The Supreme Court of Canada on Thursday ordered a new trial for a Nova Scotia man charged with impaired driving while operating his all-terrain vehicle after drinking beer about five years ago.
In doing so, the court struck down the arguments of Robert Gibson and an Alberta man who were both charged with impaired driving in their home provinces. Both said they didn’t drink enough to be drunk, despite failing breathalyzer tests
At his trial in Kentville provincial court in 2004, Mr. Gibson was found not guilty of driving while his blood alcohol level was over the legal limit. Judge Alan Tufts acquitted him, saying he had a reasonable doubt about whether the Kings County man was legally drunk at the time of his arrest.
Mr. Gibson had testified at trial he had 10 beers over seven hours when he was stopped by the RCMP in July 2003. He said he had five of them shortly before being pulled over at about 9 p.m.
In a split decision, the judicial panel ruled 7-2 to uphold breathalyzer results in Mr. Gibson’s case and that of Martin MacDonald of Alberta. Their arguments were hooked to the so-called two-beer defence, an avenue for defence terminated earlier this year by the Harper government.
The men argued that based on factors such as body weight, the amount and pattern of alcohol consumption and age, they had metabolized the alcohol and their levels straddled the legal limit of 80 milligrams, CBC News reported.
Mr. Gibson of Canning, who was 36 years old when he was stopped by police near Harbourville, had his case set aside by the Nova Scotia Court of Appeal, which ordered a new trial.
The Supreme Court confirmed the order for a new trial.
Mr. MacDonald of Calgary failed a breathalyzer test at a police checkpoint in 2003. He has said he drank six cans of beer over more than four hours. Mr. MacDonald was convicted.
At trial in Kentville, “the arresting officer testified that he saw Mr. Gibson driving his all-terrain vehicle on the highway, that he stopped him . . . on July 13, 2003, that Mr. Gibson’s breath smelled of alcohol and that his speech was slurred,” the Supreme Court’s judgment says.

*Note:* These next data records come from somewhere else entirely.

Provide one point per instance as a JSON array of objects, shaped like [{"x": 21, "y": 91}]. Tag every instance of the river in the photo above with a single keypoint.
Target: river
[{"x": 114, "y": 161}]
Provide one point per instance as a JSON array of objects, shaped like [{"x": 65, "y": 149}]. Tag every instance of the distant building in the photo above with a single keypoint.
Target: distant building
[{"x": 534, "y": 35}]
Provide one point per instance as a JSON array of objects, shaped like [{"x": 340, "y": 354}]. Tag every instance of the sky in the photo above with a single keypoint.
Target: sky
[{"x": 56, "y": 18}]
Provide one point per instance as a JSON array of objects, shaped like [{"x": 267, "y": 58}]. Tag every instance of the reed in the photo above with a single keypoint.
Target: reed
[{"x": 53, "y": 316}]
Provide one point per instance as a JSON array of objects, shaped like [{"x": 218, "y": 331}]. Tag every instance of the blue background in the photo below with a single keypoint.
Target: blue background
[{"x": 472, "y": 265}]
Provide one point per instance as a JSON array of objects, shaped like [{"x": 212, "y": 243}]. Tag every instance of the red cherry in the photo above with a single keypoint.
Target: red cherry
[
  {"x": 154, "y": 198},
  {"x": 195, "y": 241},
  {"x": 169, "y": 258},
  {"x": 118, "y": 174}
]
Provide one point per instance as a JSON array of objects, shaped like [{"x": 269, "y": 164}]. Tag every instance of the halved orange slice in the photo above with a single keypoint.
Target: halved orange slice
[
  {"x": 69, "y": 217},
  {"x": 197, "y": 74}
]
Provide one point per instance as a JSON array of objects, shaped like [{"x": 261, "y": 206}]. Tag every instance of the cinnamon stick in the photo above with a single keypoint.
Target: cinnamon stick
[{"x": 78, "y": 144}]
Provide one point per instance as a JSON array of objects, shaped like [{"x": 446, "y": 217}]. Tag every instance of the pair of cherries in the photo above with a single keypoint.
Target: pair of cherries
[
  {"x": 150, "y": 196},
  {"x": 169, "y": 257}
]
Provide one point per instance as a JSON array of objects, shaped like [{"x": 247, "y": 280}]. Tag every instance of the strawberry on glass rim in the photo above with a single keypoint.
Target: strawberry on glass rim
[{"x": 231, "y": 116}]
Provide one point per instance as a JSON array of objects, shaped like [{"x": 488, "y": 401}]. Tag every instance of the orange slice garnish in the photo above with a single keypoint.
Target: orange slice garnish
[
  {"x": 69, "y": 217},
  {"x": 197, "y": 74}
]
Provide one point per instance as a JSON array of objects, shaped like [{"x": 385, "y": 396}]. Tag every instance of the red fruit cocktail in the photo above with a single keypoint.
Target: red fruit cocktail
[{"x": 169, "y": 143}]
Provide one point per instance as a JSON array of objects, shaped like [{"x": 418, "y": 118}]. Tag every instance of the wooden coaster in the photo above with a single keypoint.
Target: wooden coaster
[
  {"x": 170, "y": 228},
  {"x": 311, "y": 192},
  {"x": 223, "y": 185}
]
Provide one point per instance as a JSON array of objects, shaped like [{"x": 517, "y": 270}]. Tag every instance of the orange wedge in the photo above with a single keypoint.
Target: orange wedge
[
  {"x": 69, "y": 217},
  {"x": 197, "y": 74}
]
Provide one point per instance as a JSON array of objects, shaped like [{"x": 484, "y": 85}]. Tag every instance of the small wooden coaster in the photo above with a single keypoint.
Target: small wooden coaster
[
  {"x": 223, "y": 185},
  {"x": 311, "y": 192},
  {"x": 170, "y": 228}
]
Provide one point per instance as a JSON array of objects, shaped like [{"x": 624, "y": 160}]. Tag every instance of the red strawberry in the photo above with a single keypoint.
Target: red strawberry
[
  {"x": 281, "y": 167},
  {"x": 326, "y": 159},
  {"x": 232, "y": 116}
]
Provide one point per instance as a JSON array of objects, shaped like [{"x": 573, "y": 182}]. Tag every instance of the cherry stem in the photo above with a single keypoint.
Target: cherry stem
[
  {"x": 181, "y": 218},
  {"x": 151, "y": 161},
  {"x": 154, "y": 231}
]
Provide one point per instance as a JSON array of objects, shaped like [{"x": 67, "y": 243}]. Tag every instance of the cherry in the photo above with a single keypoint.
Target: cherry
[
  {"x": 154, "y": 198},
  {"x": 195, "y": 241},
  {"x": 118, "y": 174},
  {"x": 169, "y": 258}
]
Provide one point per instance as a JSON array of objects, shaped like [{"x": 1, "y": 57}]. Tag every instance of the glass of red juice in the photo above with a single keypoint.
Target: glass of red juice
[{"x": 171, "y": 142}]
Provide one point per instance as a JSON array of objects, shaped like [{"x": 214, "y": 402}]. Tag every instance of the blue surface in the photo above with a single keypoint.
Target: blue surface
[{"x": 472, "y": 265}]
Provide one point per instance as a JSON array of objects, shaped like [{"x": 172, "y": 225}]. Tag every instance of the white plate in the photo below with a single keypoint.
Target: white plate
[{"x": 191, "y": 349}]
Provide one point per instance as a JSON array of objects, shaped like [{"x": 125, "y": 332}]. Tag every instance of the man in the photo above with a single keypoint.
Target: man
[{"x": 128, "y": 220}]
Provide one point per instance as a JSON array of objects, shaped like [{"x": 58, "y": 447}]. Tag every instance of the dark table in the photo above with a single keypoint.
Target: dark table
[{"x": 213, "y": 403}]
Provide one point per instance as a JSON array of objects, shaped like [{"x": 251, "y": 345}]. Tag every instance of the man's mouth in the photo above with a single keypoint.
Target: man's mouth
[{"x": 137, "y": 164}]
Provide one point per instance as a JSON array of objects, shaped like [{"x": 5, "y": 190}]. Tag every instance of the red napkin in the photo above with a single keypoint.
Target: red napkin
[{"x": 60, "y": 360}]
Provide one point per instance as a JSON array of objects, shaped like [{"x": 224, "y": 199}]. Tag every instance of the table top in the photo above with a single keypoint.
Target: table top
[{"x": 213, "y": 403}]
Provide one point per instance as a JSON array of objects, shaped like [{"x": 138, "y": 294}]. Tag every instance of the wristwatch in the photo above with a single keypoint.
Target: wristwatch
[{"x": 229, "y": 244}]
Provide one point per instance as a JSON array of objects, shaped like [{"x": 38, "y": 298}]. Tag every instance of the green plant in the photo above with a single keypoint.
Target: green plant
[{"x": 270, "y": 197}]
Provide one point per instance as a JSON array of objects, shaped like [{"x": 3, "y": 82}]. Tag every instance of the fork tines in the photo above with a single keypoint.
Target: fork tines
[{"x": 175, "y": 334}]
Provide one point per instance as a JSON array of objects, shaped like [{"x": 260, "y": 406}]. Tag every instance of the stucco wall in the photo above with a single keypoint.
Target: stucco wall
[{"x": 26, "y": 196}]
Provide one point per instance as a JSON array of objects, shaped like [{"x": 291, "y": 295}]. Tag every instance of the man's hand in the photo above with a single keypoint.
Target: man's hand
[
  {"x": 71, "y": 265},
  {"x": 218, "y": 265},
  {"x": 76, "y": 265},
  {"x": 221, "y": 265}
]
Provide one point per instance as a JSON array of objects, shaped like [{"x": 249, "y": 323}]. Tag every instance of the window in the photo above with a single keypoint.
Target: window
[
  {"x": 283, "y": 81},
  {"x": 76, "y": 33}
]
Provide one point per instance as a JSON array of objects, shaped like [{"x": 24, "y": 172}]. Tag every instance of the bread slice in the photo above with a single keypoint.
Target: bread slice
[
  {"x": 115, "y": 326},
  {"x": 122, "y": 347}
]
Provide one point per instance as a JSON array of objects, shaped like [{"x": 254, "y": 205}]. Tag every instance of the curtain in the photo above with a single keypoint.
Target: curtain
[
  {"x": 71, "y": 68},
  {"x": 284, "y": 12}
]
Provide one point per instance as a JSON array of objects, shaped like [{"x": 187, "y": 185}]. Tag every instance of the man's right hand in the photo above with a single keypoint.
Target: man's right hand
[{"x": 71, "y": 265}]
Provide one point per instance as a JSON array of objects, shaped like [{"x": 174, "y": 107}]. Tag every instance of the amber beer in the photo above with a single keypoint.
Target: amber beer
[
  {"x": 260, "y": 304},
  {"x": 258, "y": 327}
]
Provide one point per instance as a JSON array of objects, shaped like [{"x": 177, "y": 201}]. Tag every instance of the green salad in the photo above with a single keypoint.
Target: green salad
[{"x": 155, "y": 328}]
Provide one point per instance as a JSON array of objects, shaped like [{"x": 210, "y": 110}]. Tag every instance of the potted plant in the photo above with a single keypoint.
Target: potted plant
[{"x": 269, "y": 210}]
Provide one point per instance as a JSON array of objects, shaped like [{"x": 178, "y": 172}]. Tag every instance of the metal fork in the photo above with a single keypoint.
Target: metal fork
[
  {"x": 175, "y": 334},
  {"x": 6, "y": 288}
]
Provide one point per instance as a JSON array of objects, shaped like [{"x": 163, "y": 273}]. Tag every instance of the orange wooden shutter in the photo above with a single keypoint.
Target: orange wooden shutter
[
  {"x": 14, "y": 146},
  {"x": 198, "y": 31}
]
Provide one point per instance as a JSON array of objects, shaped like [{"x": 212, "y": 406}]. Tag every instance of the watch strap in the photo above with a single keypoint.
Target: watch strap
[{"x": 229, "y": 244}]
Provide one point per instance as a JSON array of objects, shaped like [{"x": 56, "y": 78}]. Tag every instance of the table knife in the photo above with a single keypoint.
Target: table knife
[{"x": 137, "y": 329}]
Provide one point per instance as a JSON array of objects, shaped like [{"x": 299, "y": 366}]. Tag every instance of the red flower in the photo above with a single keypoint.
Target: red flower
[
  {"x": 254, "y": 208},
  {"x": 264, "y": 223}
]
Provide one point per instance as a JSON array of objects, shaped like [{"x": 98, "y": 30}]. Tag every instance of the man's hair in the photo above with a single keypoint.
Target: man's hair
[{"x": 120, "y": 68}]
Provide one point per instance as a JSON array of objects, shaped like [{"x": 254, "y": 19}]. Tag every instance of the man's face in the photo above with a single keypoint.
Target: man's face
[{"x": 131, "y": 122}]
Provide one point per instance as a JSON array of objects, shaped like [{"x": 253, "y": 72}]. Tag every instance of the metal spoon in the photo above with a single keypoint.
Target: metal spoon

“The officer administered two breathalyzer tests, which showed that Mr. Gibson’s blood alcohol content was 120 milligrams at 10:12 p.m. and 100 milligrams at 10:21 p.m.”
According to The Canadian Press, an expert testified that “based on average alcohol elimination rates for someone of Mr. Gibson’s weight, his blood alcohol concentration would have fallen in a range that may or may not have been over the legal limit.” In other words, the expert said, he straddled the line.
Defence lawyer Chris Manning said in 2004 that Judge Tufts’ decision shows there are times when a driver can be legally sober while driving but found guilty when his intoxication level increases in police custody.
But Susan MacAskill, MADD Canada’s Atlantic region manager, said the Supreme Court recognized breathalyzer results are essentially infallible.
She said the attitudes of people who continue to drink and drive, despite all the information available on impairment and about risk to drivers and others, must be changed.
Ms. MacAskill of Windsor lost her 68-year-old father to a drunk driver in a crash in 1993.
She said Canadian courts “need to recognize the fact the person has said they’ve consumed an excessive level of alcohol (and) technology has said that they’re legally impaired.”
“The courts should support the fact that that behaviour needs to be appropriately addressed.”